INVISIBLE: unable to be seen; not visible to the eye.
In centuries past, things like bacteria, the amount of ’life’ in a drop of water, and yeast plants were ‘invisible.’ No one could see them or even knew of their existence. It wasn’t until the late 17th century that a man invented a microscope that allowed us ’to see.’ Apart from the microscope, these things are invisible to our eyes. We know when we’re affected by bacteria, but we can’t see it being passed along to us. We see water as transparent, not seeing all of the ‘minerals added for taste.’
Likewise, when we speak of the church, we can speak of her in a two-fold sense: visible and invisible. The church visible is anyone who has professed faith in Christ, and their children, and joined themselves to a local church. It is to such churches (i.e., visible churches) that we have our letters written in the New Testament (e.g., “to the church of God that is in Corinth,” “to the saints in Ephesus,” “to all the saints in Christ Jesus who are in Philippi”).
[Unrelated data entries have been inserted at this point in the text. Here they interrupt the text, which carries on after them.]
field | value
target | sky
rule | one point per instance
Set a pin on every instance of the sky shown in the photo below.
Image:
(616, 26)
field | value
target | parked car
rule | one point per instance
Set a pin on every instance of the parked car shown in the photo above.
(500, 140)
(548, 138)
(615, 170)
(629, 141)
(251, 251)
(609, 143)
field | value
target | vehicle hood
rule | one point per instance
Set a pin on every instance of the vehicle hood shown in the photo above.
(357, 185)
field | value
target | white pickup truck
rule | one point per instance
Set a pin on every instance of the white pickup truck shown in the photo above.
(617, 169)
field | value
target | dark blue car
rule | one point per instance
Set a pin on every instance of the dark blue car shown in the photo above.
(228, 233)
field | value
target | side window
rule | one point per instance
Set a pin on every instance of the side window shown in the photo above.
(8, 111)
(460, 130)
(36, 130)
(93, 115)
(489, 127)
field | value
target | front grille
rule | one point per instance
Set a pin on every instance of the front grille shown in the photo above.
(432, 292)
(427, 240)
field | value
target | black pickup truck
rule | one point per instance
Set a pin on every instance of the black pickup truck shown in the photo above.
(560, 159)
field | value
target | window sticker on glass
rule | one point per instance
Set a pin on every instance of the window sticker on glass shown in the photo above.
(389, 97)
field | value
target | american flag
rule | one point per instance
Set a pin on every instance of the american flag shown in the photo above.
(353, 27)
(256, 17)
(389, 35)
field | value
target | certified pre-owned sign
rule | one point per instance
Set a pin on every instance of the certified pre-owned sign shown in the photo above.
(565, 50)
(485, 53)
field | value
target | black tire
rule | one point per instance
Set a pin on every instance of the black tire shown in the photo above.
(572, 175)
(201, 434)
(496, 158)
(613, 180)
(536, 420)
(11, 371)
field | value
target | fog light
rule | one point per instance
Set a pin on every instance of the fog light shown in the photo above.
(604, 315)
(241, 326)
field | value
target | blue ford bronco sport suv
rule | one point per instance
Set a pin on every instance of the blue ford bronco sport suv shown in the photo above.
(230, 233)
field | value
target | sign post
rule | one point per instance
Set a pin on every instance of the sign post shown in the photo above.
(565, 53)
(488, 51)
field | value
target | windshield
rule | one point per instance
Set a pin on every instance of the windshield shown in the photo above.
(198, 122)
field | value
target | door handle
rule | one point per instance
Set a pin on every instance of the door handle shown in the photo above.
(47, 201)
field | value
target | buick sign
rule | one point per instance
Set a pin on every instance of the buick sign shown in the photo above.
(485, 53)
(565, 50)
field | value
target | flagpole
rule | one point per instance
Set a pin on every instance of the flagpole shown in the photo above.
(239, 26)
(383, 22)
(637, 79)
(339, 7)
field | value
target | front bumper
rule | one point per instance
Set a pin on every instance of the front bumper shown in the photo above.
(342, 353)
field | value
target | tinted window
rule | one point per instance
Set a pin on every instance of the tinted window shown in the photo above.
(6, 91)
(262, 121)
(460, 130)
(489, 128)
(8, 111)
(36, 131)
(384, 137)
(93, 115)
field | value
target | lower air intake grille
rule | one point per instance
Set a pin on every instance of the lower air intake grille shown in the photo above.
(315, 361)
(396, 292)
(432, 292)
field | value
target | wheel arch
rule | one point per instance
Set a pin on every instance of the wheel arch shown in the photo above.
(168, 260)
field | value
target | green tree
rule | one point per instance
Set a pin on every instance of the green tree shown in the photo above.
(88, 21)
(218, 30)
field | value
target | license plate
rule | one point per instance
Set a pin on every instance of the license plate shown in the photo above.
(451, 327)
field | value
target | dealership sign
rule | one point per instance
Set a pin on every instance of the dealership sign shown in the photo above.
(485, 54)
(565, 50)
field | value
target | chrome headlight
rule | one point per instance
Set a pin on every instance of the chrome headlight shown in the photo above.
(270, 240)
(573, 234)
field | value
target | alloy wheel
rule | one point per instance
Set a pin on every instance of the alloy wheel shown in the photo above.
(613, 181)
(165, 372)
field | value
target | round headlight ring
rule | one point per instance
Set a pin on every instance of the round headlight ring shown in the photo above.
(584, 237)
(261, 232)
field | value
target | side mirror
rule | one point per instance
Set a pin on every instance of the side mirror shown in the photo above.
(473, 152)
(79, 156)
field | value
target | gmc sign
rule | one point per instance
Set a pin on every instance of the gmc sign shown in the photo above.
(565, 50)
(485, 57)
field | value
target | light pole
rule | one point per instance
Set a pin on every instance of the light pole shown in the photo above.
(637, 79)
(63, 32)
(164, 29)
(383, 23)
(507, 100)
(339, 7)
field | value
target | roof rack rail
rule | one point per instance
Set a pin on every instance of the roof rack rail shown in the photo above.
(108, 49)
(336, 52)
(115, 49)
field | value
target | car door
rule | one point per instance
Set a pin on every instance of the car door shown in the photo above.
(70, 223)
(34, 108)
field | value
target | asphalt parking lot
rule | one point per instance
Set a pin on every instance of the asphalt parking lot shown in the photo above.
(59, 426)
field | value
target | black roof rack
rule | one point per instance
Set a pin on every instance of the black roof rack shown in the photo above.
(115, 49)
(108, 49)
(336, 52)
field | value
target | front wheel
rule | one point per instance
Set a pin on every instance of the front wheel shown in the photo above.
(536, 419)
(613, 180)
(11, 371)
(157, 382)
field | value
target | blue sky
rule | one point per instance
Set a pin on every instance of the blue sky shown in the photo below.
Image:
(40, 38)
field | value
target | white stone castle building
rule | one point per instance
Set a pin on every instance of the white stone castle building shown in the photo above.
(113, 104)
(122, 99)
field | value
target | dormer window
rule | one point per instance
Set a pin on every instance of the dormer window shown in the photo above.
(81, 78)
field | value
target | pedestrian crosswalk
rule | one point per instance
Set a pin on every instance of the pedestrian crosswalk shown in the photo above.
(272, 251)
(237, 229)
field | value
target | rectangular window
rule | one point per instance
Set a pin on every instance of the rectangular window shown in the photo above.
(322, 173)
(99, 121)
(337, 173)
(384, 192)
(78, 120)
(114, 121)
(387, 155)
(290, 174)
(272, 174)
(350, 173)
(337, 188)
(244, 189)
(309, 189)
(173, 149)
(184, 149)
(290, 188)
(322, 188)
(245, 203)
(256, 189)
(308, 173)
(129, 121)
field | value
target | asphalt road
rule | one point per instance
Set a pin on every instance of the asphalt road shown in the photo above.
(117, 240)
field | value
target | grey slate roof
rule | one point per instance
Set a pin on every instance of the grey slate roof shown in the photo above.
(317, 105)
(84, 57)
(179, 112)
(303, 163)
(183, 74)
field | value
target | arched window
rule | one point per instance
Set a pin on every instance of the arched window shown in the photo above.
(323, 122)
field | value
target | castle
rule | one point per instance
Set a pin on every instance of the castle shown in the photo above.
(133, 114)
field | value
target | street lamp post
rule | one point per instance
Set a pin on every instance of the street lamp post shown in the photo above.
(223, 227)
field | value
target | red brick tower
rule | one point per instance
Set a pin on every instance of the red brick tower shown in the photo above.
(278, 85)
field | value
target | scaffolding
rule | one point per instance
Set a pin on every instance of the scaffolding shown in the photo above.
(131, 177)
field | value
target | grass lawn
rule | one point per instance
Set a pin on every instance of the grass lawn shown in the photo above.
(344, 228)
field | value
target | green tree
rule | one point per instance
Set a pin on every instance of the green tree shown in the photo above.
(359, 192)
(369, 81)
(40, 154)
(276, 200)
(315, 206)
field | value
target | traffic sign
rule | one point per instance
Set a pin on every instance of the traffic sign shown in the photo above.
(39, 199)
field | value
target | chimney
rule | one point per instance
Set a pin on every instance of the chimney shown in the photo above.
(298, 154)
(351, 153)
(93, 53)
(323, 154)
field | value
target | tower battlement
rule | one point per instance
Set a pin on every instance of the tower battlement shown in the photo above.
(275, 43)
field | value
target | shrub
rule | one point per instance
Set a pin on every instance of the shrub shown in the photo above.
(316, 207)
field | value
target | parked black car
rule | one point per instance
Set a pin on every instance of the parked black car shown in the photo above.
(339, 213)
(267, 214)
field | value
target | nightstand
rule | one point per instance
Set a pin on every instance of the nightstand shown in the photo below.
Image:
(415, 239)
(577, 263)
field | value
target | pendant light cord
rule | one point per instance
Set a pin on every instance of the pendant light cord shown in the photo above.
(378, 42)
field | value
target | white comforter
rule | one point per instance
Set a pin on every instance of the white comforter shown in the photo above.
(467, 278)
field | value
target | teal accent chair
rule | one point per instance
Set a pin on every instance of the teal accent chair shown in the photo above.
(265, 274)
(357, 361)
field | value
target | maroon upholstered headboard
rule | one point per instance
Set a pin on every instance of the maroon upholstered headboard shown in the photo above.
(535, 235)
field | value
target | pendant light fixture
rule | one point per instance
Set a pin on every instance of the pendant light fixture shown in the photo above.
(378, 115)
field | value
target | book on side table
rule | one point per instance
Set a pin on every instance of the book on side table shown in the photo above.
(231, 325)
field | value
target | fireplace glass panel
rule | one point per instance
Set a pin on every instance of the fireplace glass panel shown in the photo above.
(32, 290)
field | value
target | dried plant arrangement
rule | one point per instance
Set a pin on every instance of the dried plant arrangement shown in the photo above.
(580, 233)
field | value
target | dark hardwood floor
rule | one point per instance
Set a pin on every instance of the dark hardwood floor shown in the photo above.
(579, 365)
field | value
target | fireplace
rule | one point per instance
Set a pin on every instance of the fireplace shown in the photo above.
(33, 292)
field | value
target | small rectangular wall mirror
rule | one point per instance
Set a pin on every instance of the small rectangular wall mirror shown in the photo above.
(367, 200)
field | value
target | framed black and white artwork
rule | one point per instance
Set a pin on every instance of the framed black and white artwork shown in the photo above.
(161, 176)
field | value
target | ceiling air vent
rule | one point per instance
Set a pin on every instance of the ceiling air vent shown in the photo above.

The invisible church, however, is composed of those who are truly saved. This distinction draws on the New Testament images such as the wheat and the tares. They are allowed to grow along side one another until the final harvest. In other words, there will be true believers as we well unbelievers within the church and her membership until the final day. We can only see the visible church; it’s there, but we don’t have the eyes to see.
As James Bannerman writes in The Church of Christ, “The form of the invisible Church cannot be distinguished by the eye of man, for the features and lineaments of it are known only to God; wheras the form of the visible Church is marked out and defined by its external government, ordinances, and arrangements. The members of the invisible Chuch cannot be discerned or detected by the eye of man, for their call is the inward call of the Spirit, and their relation to Christ a spritual and unseen one; whereas the members of the visible Church stand revealed to the sight of all by the outward profession they make, and the external connection in which they stand to Christ, as they enjoy the privelegs and ordinances of His appointment.”